The show opens with Krasinski's Ryan, a CIA analyst who is thrust into the field when a new terrorist threat to the West emerges; that threat being Suleiman (Ali Suliman). Ryan is taken under the wing of his new boss James Greer (an excellent Wendell Pierce), a disgraced case officer who has been recently demoted. What follows is a season of constant international adventure and intrigue, the show having the money and freedom to shoot in all sorts of exotic locations.
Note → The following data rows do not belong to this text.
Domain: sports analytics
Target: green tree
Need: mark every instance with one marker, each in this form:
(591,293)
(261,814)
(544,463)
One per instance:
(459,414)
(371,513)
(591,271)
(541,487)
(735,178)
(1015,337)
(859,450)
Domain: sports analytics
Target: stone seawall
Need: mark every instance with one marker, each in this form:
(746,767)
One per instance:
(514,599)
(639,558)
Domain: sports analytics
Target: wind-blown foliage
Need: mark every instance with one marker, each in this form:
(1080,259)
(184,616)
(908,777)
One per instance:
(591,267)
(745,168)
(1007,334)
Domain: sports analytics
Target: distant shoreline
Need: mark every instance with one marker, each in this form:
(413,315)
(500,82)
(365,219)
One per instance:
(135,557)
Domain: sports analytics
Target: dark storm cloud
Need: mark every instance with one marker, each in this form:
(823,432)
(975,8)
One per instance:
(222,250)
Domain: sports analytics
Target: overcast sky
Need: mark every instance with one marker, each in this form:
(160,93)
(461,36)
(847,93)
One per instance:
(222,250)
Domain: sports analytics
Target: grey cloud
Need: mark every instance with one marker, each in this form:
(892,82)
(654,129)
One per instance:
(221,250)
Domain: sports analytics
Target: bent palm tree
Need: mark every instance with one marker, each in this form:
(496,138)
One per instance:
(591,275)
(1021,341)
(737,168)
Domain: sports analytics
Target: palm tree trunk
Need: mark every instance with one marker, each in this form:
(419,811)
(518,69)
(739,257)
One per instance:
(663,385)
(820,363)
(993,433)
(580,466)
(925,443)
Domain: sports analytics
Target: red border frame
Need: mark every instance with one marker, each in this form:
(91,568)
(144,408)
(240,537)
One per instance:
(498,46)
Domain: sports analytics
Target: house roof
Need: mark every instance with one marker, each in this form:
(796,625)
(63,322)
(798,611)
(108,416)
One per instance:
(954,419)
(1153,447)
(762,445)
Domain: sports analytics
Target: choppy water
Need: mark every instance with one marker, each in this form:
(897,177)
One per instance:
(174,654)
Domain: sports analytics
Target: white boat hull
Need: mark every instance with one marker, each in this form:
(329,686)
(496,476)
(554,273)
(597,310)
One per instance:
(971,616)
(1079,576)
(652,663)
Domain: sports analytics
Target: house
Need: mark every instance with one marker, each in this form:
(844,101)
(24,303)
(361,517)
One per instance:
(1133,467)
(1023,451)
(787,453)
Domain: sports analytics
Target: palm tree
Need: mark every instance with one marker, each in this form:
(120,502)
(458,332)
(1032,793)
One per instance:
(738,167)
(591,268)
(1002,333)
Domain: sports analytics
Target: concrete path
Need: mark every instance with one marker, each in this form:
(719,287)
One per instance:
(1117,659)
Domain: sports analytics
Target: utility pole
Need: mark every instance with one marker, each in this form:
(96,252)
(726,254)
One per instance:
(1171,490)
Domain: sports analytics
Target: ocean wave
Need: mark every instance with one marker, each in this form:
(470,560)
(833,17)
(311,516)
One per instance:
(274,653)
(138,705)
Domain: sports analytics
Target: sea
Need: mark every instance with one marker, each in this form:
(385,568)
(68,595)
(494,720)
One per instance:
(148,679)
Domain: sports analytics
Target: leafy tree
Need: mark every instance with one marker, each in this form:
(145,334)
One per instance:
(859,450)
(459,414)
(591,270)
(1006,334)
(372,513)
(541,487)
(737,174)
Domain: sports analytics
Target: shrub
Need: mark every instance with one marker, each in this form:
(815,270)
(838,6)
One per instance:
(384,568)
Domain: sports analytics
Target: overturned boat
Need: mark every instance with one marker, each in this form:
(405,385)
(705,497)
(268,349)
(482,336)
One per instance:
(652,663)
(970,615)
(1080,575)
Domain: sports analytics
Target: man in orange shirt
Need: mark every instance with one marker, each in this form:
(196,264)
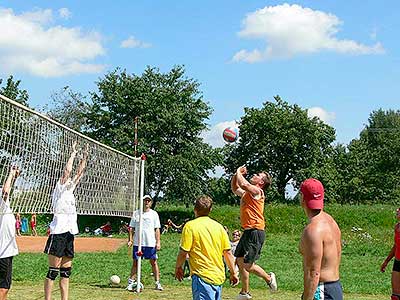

There's something very TV-like about Jack Ryan, in a good way. As I mentioned above, the show is from Carlton Cuse (along with co-creator Graham Roland). Cuse is an old vet of the industry, and has run several terrific shows (most notably Lost), and he and the show's other writers bring a basic old-fashioned competence to TV storytelling that is missing from too many shows these days. The show hardly ever wastes a breath despite some episodes running close to 60 minutes, and it maintains a welcome episodic structure: not every episode wraps a story up, but each tends to build to a well-staged, exciting action sequence, and bring some vague sense of conclusion, while also propelling viewers forward into the next hour.

The show is not without some ambitions beyond telling a cool spy/action story. Greer soon emerges as a nuanced, layered character that provides Pierce with his best material in a few years, and there is an admirable and mostly effective attempt at developing both the character of Suliman and his wife Hani (Dina Shihabi). There perhaps isn't quite enough story to justify the time the show sometimes chooses to spend with Suliman in the present day (which the show seems to eventually realize), but when an episode comes along that is built upon flashbacks to his younger self in Paris with his brother, before they were both radicalized, the show is injected with a new energy. This episode and its flashbacks work well, making Suliman both more understandable and less reachable.

Every once in a while the show will attempt to make some commentary on the war on terror, with results that are more successful than you would expect. The pilot opens on two young Lebanese brothers dancing in their bedroom before their house is destroyed by a U.S air-raid, and a key supporting character who emerges in the season is Victor Polizzi (John Magaro), a drone pilot who is being destroyed by guilt over the innocent people he has killed. All of this isn't the show's focus, but it provides some welcome shading.

Now, just because a show doesn't aim to be the next The Wire doesn't mean it can't be great, and Jack Ryan is far from perfect. All the globe-trotting action eventually leaves Krasinski's titular character feeling like a passenger in his own show, and we never get a firm idea of who our protagonist really is. However, Krasinski is charismatic enough for this to not hurt the show too much. I'm also not a huge fan of how the show is filmed: for all its terrific locations, not often enough does the show take advantage of this visually, its directors (who include Morten Tyldum for the pilot and Daniel Sackheim) usually settling for the most workman-like way to shoot everything. This is the one area where the show's TV-like tendencies work against it.

There's also an uninspired and under-cooked romance between Jack and Dr. Cathy Muller (Abbie Cornish, in a thankless role), but this takes up so little screen time, and it's impact on the story and the viewer is pretty much non-existent, that it's hardly worth mentioning (and, in the interest of full disclosure, I forgot about it until I finished the previous paragraph).

But none of the above problems do too much to detract from one's enjoyment of the show, though they do hold it back from being the most effective version of itself. Overall, Jack Ryan is well worth a watch, one of Amazon's most successful attempts at a drama series yet, and provides a refreshing dosage of unpretentious and able TV storytelling in an era where such a thing is far too rare.